Typically, such data has not been readily available to Army officials, said Margo Sheridan, director of financial reporting for the Army's chief financial officer.
But the Defense Property Accountability System (DPAS) replaces scores of individual proprietary systems at individual locations across the service, said Ira Gebler, a project manager for PricewaterhouseCoopers, which was the system integrator for the initiative.
Property tracking systems enable managers to track who has what equipment, as well as its age and condition. But because of the huge amount of property the Army buys, such systems also play a significant role in enabling the service—and the overall Defense Department—to get auditable financial statements and management data and improve the military's dismal track record in financial management.
The lack of effective systems to manage property has created embarrassing moments for other agencies, such as the FBI and the Immigration and Naturalization Service. Those agencies found that they lacked adequate systems to track items such as guns and laptop computers.
DPAS is designed to prevent those scenarios. Under the system, most of the Army's old data was converted from its Standard Property Book System- Redesign, which had been in existence since the early 1980s. That data was maintained on numerous files on the hard drives of individual PCs, Gebler said.
Some Army stations were even maintaining their property records in Microsoft Corp. Word files and didn't have a database to track the property. Others used DOS-based systems that made datasharing almost impossible.
The new system, which so far has been rolled out at 194 of the eventual 213 sites, will help the Army track and report on the 7.5 million items that it owns, representing $59 billion in assets, according to Sheridan.
All of the Army's property data is now stored on servers at the Defense Information Systems Agency in Dayton, Ohio. DPAS is a client/server application.

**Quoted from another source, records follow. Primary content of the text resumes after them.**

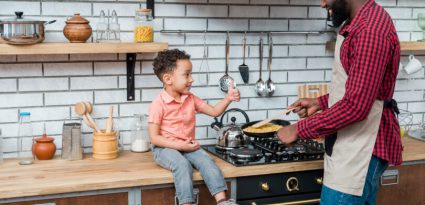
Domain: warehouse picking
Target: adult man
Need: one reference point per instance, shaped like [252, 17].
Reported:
[358, 120]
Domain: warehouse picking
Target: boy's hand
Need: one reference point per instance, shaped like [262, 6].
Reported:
[190, 145]
[233, 94]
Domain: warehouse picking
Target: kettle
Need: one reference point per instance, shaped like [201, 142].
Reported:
[230, 136]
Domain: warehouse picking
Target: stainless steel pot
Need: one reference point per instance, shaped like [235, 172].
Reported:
[231, 136]
[21, 31]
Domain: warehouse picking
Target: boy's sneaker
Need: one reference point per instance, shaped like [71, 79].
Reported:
[228, 202]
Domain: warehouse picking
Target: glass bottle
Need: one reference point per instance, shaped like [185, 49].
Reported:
[143, 29]
[25, 134]
[139, 134]
[1, 148]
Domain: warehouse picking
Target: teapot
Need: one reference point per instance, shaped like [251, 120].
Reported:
[230, 136]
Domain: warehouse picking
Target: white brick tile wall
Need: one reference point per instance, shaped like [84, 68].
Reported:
[42, 84]
[249, 11]
[49, 85]
[114, 96]
[21, 100]
[28, 7]
[185, 24]
[48, 113]
[9, 115]
[170, 10]
[207, 10]
[288, 12]
[66, 8]
[70, 69]
[8, 85]
[17, 70]
[228, 24]
[87, 83]
[67, 98]
[122, 9]
[268, 25]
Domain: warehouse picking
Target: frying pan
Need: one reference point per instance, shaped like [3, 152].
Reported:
[264, 134]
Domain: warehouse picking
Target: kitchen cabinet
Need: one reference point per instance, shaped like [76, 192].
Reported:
[103, 199]
[408, 187]
[165, 196]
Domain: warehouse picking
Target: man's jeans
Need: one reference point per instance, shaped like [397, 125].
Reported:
[180, 163]
[376, 168]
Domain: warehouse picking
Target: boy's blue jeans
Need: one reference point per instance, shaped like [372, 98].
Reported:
[376, 169]
[180, 163]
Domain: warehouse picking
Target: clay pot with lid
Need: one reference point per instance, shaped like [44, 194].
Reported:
[44, 148]
[77, 29]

With the former system, there was typically an annual data call for everyone to report his or her property to the Army CFO's office—an excruciating and time-consuming process, said Hillard Haynes, DPAS action officer. "What we now [know] is where things are, how much they cost us and how old they are," Haynes said.
It isn't just acquisition costs, how.ever, that are tracked, Sheridan noted. The system also tracks property depreciation and replacement costs. "It's going to make the job of producing the Army's audit this year much easier," he said.A proper accounting
Objectives of the Defense Property Accountability System include:
* Physical and financial control over Army property.
* Integration of financial and property data.
* Regulatory financial and physical reporting of property as required by Defense Department financial management regulations and by the Chief Financial Officer Act.
* Eliminating redundant systems and costs.
* Interfacing with DOD accounting systems.
* Single point of entry.
* Asset visibility and redistribution.